How we could define a difficulty level?
And how we can keep up with upcoming trends?
To tackle these questions we have done multiple things
We introduced an arbitrary filter system which can be used for domain specific evaluation
We implemented some characteristics for data sets
Booth things are automatically applied and there are expendable
And we provide some visual graphics for the results
To provide a domain specific evaluation we build an arbitrary filter system.
A general schematic can be seen on the right side.
As you can see, we get a list of annotations. First we unwrap them leaving only the IRIs of the entities, then we clean the
List from IRIs which are not complained with the standard
For performance issues we cache the results and split them into chunks
At this time we implemented two basic filters one dedicated for SPARQL queries and one for Popularity.
A configuration example is shown on the left side.
Every filter takes a name and a backend service like dbpedia or a file or something else
The real filter is here a sparql query which returns all entity links which are persons. The doublecross is replaced with the real links
And to cover some issues handling the amount of data, the filter can define a chunk size.
The popularity filter follows the same conventions only using another service and filter query.
We came up with two measures for sparse data sets.
The first one show the relative amount of empty documents within a data sets. Meaning that one or more documents don’t have any annotations at all.
And the second one is called Missing annotations which is a little bit misleading so density is the better name.
Since we can not measure what is missing we decided to measure how many expectations are in a document with respect to all possible expectations for a document also known
As words.
It is quite important to mention that these measures only affect a certain subtask in named entity linking.

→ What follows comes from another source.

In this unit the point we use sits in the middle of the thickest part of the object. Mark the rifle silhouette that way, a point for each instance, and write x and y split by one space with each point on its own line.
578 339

If an annotator only gets a text fragment and searches for entities by themselve, it is possible to find entity mentions in not annotated documents or new one in data sets with a low density. This leads to an penalization since the annotator results are taken as false positives although they could be right.
The ambiguity can be described in booth directions for either surface forms or entities
For example the entity airport tegel can be described through three surface which makes them all synonyms
The other way round the surface form bruce is linked to two entities which makes them homonyms
Since no exhaustive collection of relations between surface forms and entities exists the true measures remain unknown
But the level of ambiguity gives a rough extent about how hard to disambiguate is a dataset.